Students will communicate scientific ideas and activities clearly.

SKCS5a

Describe and compare things in terms of number, shape, texture, size, weight, color, and motion.

SKCS5b

Begin to draw pictures that portray features of the thing being described.

SKE1.

Students will describe time patterns (such as day to night and night to day) and objects (such as sun, moon, stars) in the day and night sky.

SKE1a

Describe changes that occur in the sky during the day, as day turns into night, during the night, and as night turns into day.

SKE1b

Classify objects according to those seen in the day sky and those seen in the night sky.

SKE1c

Recognize that the Sun supplies heat and light to Earth.

SKE2

Students will describe the physical attributes of rocks and soils.

SKE2a

Use senses to observe and group rocks by physical attributes such as large/small, heavy/light, smooth/rough, dark/light, etc.

SKE2b

Use senses to observe soils by physical attributes such as smell, texture, color, particle/grain size.

SKE2c

Recognize earth materials soil, rocks, water, air, etc.

SKL1

Students will sort living organisms and non-living materials into groups by observable physical attributes.

SKL1a

Recognize the difference between living organisms and nonliving materials.

SKL1b

Group animals according to their observable features such as appearance, size, motion, where it lives, etc. (Example: A green frog has four legs and hops.
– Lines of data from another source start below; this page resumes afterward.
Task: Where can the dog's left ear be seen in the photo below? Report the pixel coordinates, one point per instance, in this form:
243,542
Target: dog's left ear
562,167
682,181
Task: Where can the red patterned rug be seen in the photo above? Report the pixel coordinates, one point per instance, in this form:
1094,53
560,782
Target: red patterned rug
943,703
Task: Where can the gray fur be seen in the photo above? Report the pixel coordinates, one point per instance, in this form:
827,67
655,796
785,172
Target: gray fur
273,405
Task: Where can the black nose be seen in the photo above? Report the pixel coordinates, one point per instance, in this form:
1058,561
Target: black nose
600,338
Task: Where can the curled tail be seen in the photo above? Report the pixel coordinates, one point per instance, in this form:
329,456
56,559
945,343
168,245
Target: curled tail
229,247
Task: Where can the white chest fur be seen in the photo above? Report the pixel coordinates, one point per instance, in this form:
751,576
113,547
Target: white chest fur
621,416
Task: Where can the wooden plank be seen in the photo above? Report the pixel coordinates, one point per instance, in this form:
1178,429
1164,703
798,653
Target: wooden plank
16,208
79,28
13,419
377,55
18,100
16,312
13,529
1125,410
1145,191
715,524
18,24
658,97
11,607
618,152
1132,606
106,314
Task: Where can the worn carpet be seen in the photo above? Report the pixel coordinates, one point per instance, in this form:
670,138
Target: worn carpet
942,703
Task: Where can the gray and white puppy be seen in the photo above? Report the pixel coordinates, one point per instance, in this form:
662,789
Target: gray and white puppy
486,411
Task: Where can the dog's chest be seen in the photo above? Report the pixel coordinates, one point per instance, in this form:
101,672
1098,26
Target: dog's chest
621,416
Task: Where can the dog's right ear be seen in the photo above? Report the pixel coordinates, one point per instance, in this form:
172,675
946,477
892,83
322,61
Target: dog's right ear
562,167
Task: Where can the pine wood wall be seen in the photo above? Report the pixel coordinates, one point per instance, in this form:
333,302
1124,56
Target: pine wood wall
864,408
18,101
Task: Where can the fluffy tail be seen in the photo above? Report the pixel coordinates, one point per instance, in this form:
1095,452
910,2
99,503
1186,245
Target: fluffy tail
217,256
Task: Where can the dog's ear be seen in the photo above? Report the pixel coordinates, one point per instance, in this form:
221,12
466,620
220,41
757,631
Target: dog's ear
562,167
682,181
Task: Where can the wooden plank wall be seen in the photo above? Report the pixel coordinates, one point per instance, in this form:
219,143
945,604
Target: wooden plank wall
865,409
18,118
A rabbit also hops.)

SKL1c

Group plants according to their observable features such as appearance, size, etc.

SKL2

Students will compare the similarities and differences in groups of organisms.

SKL2a

Explain the similarities and differences in animals. (color, size, appearance, etc.)

SKL2b

Explain the similarities and differences in plants. (color, size, appearance, etc.)

SKL2c

Recognize the similarities and differences between a parent and a baby

SKL2d

Match pictures of animal parents and their offspring explaining your reasoning. (Example: dog/puppy; cat/kitten; cow/calf; duck/ducklings, etc.)

SKL2e

Recognize that you are similar and different from other students. (senses, appearance)

SKP2

Students will investigate different types of motion.

SKP2a

Sort objects into categories according to their motion. (straight, zigzag, round and round, back and forth, fast and slow, and motionless)

SKP2b

Push, pull, and roll common objects and describe their motions.

SKP3

Students will observe and communicate effects of gravity on objects.

SKP3a

Recognize that some things, such as airplanes and birds, are in the sky, but return to earth.

SKP3b

Recognize that the sun, moon, and stars are in the sky, but dont come down.

SKP3c

Explain why a book does not fall down if it is placed on a table, but will fall down if it is dropped.